Rating: 2.5 Stars
Walking to school over the snow-muffled cobbles, Karou had no sinister premonitions about the day.
Karou is a blue-haired artist with a secret: She grew up with and works for strange creatures: half human, half animal. One of them is Brimstone, the Wishmonger, who collects teeth and offers wishes in return.
But they are threatened. Dark handmarks appear on the doors that lead to Brimstone’s shop and angels walk on earth. Angels that are determined to destroy Brimstone. Karous should hate them, but among them is one who sets her heart on fire. And she can’t shake the feeling that she knows him, from somewhere…
When I first read this book I loved it. I was thrilled to re-read it but somehow… it didn’t hold up anymore. I struggled getting through it.
Here’s the thing: I loved the worldbuilding, I really enjoyed the characters.

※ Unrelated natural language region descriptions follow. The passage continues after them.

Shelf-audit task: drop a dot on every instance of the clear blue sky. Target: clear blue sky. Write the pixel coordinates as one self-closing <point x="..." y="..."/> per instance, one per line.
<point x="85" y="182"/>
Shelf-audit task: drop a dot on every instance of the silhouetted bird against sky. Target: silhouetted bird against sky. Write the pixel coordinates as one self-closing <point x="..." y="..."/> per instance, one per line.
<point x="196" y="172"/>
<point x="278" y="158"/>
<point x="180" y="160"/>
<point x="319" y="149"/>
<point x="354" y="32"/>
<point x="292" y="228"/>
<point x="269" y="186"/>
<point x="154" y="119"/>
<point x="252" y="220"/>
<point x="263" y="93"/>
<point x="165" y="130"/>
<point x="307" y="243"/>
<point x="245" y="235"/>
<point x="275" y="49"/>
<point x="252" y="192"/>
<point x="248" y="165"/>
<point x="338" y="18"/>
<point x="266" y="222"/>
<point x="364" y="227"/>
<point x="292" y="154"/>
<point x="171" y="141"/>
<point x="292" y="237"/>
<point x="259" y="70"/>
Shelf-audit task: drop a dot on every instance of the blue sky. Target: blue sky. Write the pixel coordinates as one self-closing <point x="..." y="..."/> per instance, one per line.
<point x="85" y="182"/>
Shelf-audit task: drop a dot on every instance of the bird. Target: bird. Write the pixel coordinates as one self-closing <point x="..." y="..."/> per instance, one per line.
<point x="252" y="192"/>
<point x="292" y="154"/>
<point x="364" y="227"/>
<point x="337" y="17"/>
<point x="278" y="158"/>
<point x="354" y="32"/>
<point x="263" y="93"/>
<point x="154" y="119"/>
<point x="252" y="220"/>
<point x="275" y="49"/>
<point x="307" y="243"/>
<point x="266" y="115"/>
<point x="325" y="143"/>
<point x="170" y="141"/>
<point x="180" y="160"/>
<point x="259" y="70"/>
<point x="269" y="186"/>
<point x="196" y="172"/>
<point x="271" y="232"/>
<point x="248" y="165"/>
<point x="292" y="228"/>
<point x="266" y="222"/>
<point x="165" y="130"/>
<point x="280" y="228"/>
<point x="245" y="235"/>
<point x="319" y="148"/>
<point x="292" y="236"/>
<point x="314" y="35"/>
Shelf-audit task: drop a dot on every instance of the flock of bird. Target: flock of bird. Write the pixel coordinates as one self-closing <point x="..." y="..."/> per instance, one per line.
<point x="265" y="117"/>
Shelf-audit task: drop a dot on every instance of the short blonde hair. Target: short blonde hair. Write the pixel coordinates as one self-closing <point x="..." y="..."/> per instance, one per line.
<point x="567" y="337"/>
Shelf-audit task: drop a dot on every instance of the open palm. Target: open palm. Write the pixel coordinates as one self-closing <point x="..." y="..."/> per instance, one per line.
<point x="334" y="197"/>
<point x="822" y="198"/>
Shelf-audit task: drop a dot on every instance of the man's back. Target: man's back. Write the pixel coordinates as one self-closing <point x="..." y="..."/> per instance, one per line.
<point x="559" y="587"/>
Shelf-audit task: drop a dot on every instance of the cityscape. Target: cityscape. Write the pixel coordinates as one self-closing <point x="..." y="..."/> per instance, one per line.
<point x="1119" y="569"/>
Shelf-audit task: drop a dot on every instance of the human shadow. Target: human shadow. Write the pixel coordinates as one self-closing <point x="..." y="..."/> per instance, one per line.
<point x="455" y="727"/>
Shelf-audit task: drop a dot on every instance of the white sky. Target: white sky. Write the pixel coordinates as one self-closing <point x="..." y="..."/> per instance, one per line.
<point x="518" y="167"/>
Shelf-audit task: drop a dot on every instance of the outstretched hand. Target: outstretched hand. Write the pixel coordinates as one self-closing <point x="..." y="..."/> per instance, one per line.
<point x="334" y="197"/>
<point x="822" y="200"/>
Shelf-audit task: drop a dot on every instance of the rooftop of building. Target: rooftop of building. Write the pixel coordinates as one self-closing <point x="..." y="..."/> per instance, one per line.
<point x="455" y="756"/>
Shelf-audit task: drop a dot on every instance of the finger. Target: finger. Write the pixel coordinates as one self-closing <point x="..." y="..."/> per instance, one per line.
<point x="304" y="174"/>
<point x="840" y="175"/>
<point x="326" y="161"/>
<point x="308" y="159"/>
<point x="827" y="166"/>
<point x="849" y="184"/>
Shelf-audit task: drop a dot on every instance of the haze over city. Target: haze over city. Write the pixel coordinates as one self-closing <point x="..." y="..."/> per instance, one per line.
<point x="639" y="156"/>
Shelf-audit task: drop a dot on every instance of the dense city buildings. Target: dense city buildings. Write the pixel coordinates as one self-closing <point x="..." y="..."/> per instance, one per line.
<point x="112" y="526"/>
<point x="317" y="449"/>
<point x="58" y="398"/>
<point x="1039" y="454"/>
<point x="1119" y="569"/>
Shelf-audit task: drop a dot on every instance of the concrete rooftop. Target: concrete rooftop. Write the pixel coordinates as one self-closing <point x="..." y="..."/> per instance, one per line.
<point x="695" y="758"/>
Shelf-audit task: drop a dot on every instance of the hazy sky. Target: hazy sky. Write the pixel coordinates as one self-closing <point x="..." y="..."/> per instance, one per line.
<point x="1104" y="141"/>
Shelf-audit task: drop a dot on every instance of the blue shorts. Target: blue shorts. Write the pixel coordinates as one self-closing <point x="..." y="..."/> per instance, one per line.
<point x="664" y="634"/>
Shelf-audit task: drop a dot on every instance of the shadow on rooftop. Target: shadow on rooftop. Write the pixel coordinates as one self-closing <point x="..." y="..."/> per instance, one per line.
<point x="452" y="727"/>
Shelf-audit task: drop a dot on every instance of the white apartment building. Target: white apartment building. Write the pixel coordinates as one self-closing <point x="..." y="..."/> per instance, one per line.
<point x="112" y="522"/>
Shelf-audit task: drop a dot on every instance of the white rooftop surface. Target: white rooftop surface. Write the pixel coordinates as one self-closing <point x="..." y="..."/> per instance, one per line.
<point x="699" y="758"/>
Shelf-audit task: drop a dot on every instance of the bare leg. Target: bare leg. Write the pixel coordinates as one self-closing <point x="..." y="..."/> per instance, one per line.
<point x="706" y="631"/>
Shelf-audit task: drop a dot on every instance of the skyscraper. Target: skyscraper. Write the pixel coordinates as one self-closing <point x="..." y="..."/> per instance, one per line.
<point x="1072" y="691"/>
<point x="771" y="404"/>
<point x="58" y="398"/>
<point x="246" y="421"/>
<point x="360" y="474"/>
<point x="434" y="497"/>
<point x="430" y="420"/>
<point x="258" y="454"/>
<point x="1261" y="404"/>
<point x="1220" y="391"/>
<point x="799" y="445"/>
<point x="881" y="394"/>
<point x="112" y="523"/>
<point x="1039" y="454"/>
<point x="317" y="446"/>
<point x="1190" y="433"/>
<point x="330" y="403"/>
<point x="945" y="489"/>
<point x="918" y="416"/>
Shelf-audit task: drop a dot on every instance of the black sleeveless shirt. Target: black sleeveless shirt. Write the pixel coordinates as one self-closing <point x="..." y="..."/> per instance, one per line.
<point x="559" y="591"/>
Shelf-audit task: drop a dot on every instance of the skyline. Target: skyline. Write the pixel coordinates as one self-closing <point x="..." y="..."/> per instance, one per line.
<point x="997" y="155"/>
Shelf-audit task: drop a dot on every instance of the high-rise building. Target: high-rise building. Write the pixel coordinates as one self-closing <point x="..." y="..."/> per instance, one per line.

She knew of a scribe dressed all in white who penned letters to the dead (and delivered them) and an old storyteller who sold ideas to writers at the price of a year of their lives.
There’s a parallel world where angels fight chimaeras, half human-half animal creatures. Angels versus monsters, in a way, except the chimaera aren’t monsters. They aren’t inherently evil. The war has been going on for years and years and there is no end in sight.
Brimstone’s shop is in between their world and ours and a hundred different doors in this world lead into it. He collects teeth and offers wishes in return. It’s an awesome setting and an intriguing mystery: what does he do with the teeth?
In all the world, there was only one place humans could get wishes: Brimstone’s shop. And there was only one currency he accepted. It wasn’t gold, or riddles, or kindness, or any other fairy-tale nonsense, and no, it wasn’t souls either. It was weirder than any of that.It was teeth.
The characters were really great as well. I loved Karou’s friend Zuzanna. She’s the best friend everyone wants. I loved Brimstone. I was thoroughly creeped out by Thiago, general of the chimaera and creepy dude.
Basically, I enjoyed all the non-romance parts of the book. But a big part of the book is romance. And the romance totally ruined it for me. It was just too much.
His touch, his heat, his gaze washed over her and, in an instant, it was not butterflies she felt. That was small, the flutterings of a giddy girl.
This new thing that sprang up between them, it was … astral. It reshaped the air and it was in her, too – a warming and softening, a pull – and for that moment, her hands in his, Karou felt as powerless as starlight tugged toward the sun in the huge, strange warp of space.
The book went downhill fast when Akiva, the love interest turned up. Everything sort of… stops. All we get is them gazing at each other. Talking about how beautiful they are. We get it, Akiva is gorgeous and Karou is totally in love. And yeah, I get it, Karou has blue hair (seriously what is the obsession with her hair? It is mentioned constantly!) and there is just something about her that makes Akiva’s cold heart flutter
“Love is a luxury.”
“No. Love is an element.”
An element. Like air to breathe, air to stand on.
I wanted to know more about Brimstone and the war and the teeth. Not about Akiva’s abs or Karou’s hair. It is a shame because we never get to see them falling in love. They just are, utterly and totally, head and soul, from the second they meet.
It’s a shame because there were some genuinely sweet moments.
The magic she knew through Brimstone had little whimsy in it. This was beautiful, both in form – the wings were a dozen twilight colours, nd as soft as lamb’s ears – and in purpose. He had covered her. Thiago had torn her dress, and Akiva had covered her.
If it could have been like this, the two of them slowly getting to know each other, it would have been way better. As it was, it was annoying.
I felt like Karou was a much stronger, more interesting character before Akiva arrived on the scene.
I liked Karou’s decision in the end though and the world, so I will read the next one and hope there will be less… soul-gazing.
Interesting world, interesting characters, too heavy on the romance.